While many of the examples in this guide reference Dungeons & Dragons, the ideas discussed here can be applied to nearly any tabletop RPG. Combat should be more than trading attacks until one side runs out of hit points. A memorable encounter should force players to think, adapt, and make meaningful decisions.

Combat Should Be More Than Hit Points

Combat is a huge component in a lot of TTRPGs, especially D&D, but it can often feel like a slog which bogs down the pacing of the game to roll some dice and watch some numbers go down. Combat should be more than just piles of hit points being checked against the damage per round, and this is how I try to make it so.

Use the Environment

First up on the turn order is environmental conditions. Any fight can be leveled up in complexity, challenge, and intrigue simply by adding an interesting component to the environment in which the fight is occurring. In cases where the players are fighting something on its home field, which is more common than not, those creatures should gain some kind of advantage from their surroundings.
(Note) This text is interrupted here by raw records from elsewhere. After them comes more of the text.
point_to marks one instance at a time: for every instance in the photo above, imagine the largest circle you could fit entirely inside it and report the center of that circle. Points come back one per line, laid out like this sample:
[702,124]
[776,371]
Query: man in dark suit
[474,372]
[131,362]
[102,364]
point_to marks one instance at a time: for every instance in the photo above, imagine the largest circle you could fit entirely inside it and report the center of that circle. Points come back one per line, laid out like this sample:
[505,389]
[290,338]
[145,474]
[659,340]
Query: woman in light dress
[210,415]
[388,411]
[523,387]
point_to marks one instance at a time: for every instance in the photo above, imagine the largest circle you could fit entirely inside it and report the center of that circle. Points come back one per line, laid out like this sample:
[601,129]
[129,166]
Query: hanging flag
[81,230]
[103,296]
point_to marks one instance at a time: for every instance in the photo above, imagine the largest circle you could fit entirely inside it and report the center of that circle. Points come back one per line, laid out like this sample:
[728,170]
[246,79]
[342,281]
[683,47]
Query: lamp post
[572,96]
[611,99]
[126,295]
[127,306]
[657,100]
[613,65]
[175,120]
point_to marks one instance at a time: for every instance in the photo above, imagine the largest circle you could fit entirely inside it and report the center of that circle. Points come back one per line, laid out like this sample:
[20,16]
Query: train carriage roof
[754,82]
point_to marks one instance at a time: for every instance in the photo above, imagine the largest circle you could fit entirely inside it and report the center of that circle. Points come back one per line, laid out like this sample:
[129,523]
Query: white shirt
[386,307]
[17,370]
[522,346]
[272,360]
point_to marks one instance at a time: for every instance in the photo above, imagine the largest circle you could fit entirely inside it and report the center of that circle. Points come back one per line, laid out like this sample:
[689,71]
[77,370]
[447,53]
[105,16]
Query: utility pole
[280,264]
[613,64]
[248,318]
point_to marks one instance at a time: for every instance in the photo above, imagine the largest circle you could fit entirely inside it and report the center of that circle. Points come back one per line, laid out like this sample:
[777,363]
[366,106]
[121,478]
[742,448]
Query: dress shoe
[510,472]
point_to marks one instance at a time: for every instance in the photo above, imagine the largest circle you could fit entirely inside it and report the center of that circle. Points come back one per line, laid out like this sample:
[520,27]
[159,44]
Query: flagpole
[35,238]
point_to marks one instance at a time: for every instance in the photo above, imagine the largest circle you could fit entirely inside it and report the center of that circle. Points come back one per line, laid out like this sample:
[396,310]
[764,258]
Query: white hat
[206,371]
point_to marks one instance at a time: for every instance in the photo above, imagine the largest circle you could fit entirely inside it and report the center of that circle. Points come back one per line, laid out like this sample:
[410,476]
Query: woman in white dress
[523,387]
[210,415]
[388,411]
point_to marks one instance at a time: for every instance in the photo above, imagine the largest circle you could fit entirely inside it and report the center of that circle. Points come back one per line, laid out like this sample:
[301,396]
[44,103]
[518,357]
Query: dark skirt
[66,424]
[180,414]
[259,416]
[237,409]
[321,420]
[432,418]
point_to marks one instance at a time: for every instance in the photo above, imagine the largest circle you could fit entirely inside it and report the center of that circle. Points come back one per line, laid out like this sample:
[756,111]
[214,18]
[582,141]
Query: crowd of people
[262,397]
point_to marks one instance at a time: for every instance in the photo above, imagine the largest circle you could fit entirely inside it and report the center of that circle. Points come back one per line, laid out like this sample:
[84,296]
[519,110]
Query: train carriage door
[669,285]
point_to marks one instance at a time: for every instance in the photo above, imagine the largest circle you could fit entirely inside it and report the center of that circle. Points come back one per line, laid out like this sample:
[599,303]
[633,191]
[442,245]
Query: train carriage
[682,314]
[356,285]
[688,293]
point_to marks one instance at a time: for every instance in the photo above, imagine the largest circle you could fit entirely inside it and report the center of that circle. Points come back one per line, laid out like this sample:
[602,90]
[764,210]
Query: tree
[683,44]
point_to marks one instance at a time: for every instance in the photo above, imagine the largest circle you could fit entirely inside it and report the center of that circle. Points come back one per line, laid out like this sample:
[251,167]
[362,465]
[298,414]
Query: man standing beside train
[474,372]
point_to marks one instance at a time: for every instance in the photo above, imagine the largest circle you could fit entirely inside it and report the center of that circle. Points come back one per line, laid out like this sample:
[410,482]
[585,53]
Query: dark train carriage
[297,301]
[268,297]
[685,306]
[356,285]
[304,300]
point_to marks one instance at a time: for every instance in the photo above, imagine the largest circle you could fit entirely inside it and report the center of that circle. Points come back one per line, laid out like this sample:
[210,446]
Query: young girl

For example, imagine you have a barbarian in the party that always charges the least armored opponent in every encounter to burst them down, leaving the encounter neutralized because the powerful mage dies too quickly. Now imagine that exact same encounter, but there's mud between the barbarian and the mage. Difficult terrain effectively halves movement, and abilities like Charge simply can't happen without special abilities. Suddenly the encounter goes from quick and forgettable to one where the barbarian has to reposition or come up with a creative solution before dealing their damage.

Another way to utilize the environment is verticality. Flying creatures, archers on ledges, elevated platforms, and collapsing bridges all force players to think differently. Instead of standing still and attacking, they're looking for ladders, casting Fly, stacking boxes, or otherwise finding creative ways to reach their enemies.
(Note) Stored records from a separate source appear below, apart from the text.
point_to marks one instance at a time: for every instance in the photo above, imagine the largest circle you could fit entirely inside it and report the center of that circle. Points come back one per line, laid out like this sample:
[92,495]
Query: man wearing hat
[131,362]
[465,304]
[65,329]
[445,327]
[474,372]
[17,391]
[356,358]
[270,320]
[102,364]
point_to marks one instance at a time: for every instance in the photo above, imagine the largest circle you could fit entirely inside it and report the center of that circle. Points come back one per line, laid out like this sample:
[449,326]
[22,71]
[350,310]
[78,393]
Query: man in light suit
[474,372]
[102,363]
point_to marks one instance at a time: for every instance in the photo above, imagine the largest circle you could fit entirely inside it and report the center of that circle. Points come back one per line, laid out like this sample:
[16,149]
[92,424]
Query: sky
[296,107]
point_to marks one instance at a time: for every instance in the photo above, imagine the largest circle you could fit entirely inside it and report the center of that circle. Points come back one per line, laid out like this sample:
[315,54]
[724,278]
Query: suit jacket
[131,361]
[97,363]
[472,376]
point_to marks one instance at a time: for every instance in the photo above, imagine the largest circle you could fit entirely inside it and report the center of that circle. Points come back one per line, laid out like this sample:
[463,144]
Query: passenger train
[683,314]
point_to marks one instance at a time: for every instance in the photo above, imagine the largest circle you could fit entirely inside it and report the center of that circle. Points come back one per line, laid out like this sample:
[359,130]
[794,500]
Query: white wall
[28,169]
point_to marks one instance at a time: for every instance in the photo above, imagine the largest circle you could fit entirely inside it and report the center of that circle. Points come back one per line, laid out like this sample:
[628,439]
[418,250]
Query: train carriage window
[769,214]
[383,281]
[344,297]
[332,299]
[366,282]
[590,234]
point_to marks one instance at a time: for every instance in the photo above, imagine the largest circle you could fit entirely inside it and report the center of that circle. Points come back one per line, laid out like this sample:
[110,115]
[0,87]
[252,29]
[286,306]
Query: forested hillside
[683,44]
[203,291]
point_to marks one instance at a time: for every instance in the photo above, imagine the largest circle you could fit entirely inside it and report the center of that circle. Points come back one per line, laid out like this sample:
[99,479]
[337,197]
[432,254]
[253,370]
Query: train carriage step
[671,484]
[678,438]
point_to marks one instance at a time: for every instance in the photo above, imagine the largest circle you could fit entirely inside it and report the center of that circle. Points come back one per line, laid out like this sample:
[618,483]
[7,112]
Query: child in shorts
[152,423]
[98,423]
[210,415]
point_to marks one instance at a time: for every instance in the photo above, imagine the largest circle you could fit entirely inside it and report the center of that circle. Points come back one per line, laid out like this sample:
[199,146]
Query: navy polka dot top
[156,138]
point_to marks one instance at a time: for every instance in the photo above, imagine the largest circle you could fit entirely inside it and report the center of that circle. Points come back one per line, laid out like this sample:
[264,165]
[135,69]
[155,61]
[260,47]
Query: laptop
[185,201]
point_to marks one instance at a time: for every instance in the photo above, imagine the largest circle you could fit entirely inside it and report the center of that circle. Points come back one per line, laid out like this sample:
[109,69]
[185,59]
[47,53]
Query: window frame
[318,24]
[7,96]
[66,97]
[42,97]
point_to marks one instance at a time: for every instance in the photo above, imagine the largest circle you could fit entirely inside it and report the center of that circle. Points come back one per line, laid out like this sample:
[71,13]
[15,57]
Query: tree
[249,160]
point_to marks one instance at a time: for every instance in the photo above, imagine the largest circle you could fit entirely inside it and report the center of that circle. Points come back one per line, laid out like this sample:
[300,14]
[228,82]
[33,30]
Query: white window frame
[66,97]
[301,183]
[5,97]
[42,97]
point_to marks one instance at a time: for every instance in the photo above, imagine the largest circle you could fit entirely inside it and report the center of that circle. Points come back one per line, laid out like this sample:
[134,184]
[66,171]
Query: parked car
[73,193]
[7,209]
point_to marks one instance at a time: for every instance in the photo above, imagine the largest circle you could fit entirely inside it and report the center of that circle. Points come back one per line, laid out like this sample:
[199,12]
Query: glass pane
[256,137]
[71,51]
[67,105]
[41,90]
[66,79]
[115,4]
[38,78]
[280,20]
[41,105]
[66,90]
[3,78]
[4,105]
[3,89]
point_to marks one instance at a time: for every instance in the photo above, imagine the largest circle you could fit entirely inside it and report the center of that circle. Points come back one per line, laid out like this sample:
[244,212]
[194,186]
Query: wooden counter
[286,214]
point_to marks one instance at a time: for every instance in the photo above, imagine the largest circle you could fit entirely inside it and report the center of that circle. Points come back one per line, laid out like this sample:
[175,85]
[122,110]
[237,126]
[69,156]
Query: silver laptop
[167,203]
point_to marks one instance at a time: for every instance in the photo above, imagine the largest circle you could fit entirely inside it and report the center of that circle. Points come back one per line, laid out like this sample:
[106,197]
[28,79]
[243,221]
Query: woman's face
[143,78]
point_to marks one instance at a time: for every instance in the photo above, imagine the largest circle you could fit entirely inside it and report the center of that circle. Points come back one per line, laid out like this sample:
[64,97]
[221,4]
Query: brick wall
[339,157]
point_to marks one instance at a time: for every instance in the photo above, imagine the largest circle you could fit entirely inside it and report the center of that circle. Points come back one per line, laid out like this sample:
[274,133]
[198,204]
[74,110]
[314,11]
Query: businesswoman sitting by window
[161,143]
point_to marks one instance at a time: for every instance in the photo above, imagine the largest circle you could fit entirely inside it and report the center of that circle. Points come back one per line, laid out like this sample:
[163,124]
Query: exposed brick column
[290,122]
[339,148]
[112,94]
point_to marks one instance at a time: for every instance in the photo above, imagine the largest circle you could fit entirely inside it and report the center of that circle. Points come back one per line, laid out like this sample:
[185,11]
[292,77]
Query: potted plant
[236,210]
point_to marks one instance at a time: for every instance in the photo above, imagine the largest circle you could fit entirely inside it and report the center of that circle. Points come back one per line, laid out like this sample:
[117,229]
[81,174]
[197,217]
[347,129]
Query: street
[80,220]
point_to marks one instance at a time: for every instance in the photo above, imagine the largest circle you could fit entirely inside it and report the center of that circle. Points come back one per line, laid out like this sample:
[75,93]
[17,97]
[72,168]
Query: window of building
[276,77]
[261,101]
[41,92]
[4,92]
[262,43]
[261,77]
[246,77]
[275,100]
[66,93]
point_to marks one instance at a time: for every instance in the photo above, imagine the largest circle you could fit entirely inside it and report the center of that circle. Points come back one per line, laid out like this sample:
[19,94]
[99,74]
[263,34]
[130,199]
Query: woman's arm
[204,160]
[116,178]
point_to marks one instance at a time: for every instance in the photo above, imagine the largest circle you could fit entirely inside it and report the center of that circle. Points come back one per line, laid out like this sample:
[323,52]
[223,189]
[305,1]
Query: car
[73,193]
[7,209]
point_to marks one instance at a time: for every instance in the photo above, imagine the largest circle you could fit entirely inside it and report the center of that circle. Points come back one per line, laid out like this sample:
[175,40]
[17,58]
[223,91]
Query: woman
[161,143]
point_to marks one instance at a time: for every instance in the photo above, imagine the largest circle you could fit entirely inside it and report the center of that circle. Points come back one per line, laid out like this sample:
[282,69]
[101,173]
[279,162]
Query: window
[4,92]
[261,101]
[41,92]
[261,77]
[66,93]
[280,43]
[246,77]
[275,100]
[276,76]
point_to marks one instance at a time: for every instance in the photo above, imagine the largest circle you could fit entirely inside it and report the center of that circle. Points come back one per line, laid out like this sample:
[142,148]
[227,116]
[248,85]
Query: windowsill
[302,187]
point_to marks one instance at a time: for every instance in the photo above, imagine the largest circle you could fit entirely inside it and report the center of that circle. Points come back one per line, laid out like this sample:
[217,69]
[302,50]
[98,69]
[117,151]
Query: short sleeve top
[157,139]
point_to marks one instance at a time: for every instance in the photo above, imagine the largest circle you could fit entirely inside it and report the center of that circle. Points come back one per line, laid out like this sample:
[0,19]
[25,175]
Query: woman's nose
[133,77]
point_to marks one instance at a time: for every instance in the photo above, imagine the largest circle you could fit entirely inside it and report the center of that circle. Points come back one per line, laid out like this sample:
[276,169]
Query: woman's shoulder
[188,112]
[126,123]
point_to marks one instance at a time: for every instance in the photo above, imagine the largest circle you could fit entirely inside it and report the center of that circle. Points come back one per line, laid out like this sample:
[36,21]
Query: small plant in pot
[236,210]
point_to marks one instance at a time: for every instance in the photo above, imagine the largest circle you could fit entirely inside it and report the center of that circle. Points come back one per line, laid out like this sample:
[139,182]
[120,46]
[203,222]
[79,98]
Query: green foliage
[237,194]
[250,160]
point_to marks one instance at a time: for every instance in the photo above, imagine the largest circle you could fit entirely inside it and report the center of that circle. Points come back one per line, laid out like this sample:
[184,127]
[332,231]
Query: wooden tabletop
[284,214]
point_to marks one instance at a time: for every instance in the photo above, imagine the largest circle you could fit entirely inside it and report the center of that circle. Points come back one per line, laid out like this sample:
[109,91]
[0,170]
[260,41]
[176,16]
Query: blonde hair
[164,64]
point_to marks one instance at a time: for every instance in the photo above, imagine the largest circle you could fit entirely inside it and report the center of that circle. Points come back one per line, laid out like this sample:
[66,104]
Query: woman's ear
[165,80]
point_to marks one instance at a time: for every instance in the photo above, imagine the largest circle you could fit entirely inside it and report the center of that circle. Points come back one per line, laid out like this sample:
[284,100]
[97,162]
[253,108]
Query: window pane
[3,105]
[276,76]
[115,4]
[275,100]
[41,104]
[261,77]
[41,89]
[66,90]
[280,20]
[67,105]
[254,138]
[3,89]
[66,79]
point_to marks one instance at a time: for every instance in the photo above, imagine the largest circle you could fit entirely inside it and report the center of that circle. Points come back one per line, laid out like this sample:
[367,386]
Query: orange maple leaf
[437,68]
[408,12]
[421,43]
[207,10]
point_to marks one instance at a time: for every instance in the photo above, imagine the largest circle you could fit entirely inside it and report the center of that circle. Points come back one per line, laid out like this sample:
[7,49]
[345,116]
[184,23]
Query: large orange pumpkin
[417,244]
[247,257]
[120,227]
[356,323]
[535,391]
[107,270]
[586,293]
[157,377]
Lastly, there's cover. Cover can be interesting in many of the same ways that verticality is, but it also adds a lot of mechanical depth. It can improve Armor Class, grant bonuses against area effects, and create opportunities for creatures to hide before striking. Better yet, once the players take control of that position, they benefit from those same advantages themselves as the tide of battle turns.

Run Intelligent Enemies

Another way to spice up an encounter is to have enemies that actually want to win. They flank, utilize items that players might use themselves, and exploit the battlefield to their advantage. Maybe they toss oil onto the ground to create difficult footing, or perhaps they form a phalanx around an important spellcaster so the players have to solve the problem of breaking the defensive line before reaching their true target.
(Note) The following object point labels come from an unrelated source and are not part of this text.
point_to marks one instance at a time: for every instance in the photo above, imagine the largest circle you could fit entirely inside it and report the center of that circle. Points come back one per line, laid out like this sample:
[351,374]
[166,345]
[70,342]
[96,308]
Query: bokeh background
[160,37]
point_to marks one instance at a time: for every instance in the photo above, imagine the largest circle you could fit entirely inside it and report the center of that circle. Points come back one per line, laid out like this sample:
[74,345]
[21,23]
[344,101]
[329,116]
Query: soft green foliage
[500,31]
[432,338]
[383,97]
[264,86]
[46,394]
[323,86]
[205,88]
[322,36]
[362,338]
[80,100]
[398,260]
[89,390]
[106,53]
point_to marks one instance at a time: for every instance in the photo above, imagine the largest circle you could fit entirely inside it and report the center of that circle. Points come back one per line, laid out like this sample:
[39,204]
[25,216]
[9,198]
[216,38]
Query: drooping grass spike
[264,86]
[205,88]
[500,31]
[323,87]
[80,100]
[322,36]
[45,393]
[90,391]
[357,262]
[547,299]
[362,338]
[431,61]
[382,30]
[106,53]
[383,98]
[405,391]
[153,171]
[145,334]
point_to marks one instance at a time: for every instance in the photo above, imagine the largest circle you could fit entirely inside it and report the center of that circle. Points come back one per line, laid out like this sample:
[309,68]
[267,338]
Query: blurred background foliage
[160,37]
Think about how different creatures would realistically fight. A hulking brute might grapple a player and deliberately walk into an area-of-effect spell because it can survive the damage better than its victim. Goblins might ambush from rooftops before retreating through alleyways they know by heart. Intelligent monsters should use the same sort of tactics that your players would.

These enemies aren't just stat blocks waiting for their hit points to reach zero. They want to win, and if winning becomes impossible, they want to survive. Not every battle needs to end with one side completely dead. It's perfectly reasonable for enemies to surrender, throw down their weapons, reveal useful information, bargain for their lives, or even offer to help the party.

Create Meaningful Danger

My rule of thumb with combat is that if the players are fighting something you've deliberately set up, they should feel as though they can die. Not that they should die in every encounter. Not every fight needs to feel like a meat grinder that consumes player characters.

Instead, encounters should feel uncertain. If the dice fall one way, the fight might be relatively easy. If they fall another, the party could find themselves on death's door. That uncertainty encourages players to use the tools available to them instead of relying on the same routine every combat.

If you're tired of hearing, "I swing on 'em," every single round, make your players feel like swinging a sword isn't always enough. They'll begin using the terrain, coordinating with one another, spending consumable items, and experimenting with tactics because those options actually matter.

Manage Resources Across the Adventuring Day

Another important piece of the puzzle is running multiple encounters throughout the adventuring day. With certain exceptions, such as major boss fights, players shouldn't expect to fully recover after every single combat.

D&D at its core is a resource management simulation. Hit points, spell slots, gold, consumable items, allies, actions, and even time itself are all resources. The interesting decisions happen when players have to choose how to spend them.

Is it worth using a high-level spell slot now to end the encounter quickly if the party doesn't know when they'll be able to rest again? Maybe it's smarter to conserve that spell and accept taking some damage now because something far worse could be waiting deeper inside the dungeon.

If you're only running one encounter per day, or allowing your party to rest after every fight, you're letting a tremendous amount of tension go to waste. Put pressure on them in creative ways. Maybe a roaming monster stalks the dungeon like Mr. X from Resident Evil 2 Remake, making it dangerous to remain in one location for too long. Perhaps an eerie magical hum prevents anyone from sleeping. Maybe the dungeon itself slowly drains the party's vitality, dealing one point of damage every hour until they escape.

The exact mechanic matters less than the decision it creates. Players become far more invested when every spell slot and healing potion could determine whether they survive the next encounter.

Let Your Players Feel Powerful

The last component is more about presentation than mechanics, but it's just as important. Let your players feel cool. Encourage them to describe their attacks and make their victories memorable.

Not every sword swing is the same. Not every fireball looks identical. Part of a Dungeon Master's job is translating numbers on a character sheet into vivid scenes that your players will remember long after the campaign is over.

One rule I use in my own games is that if a player overkills an enemy by 10 hit points or more, they get to describe exactly how they finish the creature. It keeps routine attacks moving quickly while giving those spectacular finishing blows the attention they deserve.

Final Thoughts

Great combat isn't about making encounters harder. It's about making them more interesting. Terrain should matter. Enemies should think. Players should have meaningful choices to make, both during combat and across the adventuring day.

If your players leave the table talking about how they solved the encounter instead of simply how much damage they dealt, you've succeeded. The best combats become stories in their own right, remembered not because of the numbers involved, but because of the decisions, creativity, and unforgettable moments they produced.